US grants Huawei stay of execution

US Commerce Department temporarily restores Huawei’s ability to maintain its existing networks and smartphone user base

The US Department of Commerce has created a 90-day temporary general licence (TGL) that restores licensing requirements and policies under its export administration regulations to a number of businesses banned from the US under an executive order last week, in effect enabling Chinese networking supplier Huawei to continue maintaining its existing business until mid-August 2019.

The temporary stay enables Huawei to engage in any transactions “necessary to maintain and support existing and currently fully operational networks and equipment, including software updates and patches”.

It also allows Huawei to provide support to its smartphone customers, gives it access to relevant security vulnerability disclosures, and allows international standards bodies such as the IEEE and the GSMA to engage with it, as necessary, over the development of 5G mobile network standards.

US commerce secretary Wilbur Ross said: “The TGL grants operators time to make other arrangements and the department space to determine the appropriate long-term measures for Americans and foreign telecommunications providers that currently rely on Huawei equipment for critical services.”

This follows an executive order signed by US president Donald Trump that effectively enacted a total ban on any Huawei activities in the US. This, in turn, prompted Google to expel Huawei from the Android mobile operating system (OS) ecosystem.

The UK’s National Cyber Security Centre (NCSC), which conducts substantial, in-depth reporting on potential network security threats emanating from Huawei, said it was assessing the implications of the TGL, and in the meantime had published guidance for users of Huawei smartphones on its website.

“Customers should continue to update their devices as normal, in line with existing NCSC advice,” said a spokesperson for the organisation. “Our advice will be updated if we become aware of any security concerns.”

Based on currently available information – allegedly leaked by former defence secretary Gavin Williamson – the UK government is likely to take the position that UK operators will be permitted to use Huawei equipment in non-core parts of their future 5G networks.

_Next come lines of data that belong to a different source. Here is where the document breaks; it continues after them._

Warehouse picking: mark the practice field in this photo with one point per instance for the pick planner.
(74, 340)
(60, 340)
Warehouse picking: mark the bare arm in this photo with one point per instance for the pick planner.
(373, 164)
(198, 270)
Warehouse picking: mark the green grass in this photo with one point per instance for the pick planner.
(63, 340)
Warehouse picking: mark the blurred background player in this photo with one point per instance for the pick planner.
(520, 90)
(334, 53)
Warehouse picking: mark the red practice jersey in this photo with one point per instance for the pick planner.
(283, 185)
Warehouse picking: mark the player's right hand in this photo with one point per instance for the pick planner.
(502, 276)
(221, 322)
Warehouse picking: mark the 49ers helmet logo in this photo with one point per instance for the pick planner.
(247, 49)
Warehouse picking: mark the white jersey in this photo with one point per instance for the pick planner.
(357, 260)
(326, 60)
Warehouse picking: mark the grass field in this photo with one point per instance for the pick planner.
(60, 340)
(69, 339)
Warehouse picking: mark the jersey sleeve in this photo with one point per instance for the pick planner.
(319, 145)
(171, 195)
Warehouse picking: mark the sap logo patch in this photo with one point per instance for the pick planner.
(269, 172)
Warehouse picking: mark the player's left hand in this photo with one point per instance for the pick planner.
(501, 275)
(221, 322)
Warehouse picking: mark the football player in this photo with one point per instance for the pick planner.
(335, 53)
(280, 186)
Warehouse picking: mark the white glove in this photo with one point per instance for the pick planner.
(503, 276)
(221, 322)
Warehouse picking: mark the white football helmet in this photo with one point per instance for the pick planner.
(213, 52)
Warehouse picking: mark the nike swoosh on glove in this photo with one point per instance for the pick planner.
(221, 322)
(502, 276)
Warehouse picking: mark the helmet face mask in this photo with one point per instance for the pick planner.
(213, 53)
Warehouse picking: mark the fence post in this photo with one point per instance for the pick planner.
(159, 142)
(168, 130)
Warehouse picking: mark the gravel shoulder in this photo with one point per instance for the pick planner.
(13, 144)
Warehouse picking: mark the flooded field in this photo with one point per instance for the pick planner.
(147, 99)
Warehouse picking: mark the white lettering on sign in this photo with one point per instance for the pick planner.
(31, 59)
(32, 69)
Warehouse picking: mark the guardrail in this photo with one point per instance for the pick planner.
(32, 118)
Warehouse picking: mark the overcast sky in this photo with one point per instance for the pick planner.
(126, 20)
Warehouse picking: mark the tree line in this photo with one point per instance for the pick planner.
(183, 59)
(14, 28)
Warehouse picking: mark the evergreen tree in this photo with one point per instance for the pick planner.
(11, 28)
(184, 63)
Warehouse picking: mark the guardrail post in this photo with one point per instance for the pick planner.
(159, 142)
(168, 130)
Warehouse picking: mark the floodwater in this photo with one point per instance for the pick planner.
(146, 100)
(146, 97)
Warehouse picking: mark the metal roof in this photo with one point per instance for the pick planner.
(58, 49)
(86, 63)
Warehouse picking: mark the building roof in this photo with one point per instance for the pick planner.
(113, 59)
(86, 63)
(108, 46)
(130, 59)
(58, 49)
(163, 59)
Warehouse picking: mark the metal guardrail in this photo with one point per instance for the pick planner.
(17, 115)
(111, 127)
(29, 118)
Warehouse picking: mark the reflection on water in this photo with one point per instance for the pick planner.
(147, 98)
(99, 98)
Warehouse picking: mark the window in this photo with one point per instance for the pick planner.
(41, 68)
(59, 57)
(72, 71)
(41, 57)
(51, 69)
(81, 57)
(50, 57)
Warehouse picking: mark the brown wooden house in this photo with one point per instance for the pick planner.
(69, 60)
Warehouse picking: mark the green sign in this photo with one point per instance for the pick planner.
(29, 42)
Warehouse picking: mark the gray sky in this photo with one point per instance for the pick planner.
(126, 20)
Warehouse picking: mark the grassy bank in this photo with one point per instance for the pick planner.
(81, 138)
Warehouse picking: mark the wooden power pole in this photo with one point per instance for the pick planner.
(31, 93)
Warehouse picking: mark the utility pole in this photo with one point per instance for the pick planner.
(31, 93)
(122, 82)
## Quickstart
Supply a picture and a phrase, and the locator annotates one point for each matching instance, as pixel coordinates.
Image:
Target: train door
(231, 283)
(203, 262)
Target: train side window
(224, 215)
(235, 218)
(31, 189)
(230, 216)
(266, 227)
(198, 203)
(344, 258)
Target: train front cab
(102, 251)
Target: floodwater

It is not yet known how, or if, the latest developments in the long-running affair over Huawei’s ability and willingness to act as an agent for the Chinese intelligence services will affect any decision that Westminster has taken, or will take.

Meanwhile, Huawei’s leadership has ramped up its rhetoric in response to the actions taken by the US. In statements reported by the BBC, company founder Ren Zhengfei said that the US “underestimates our strength”.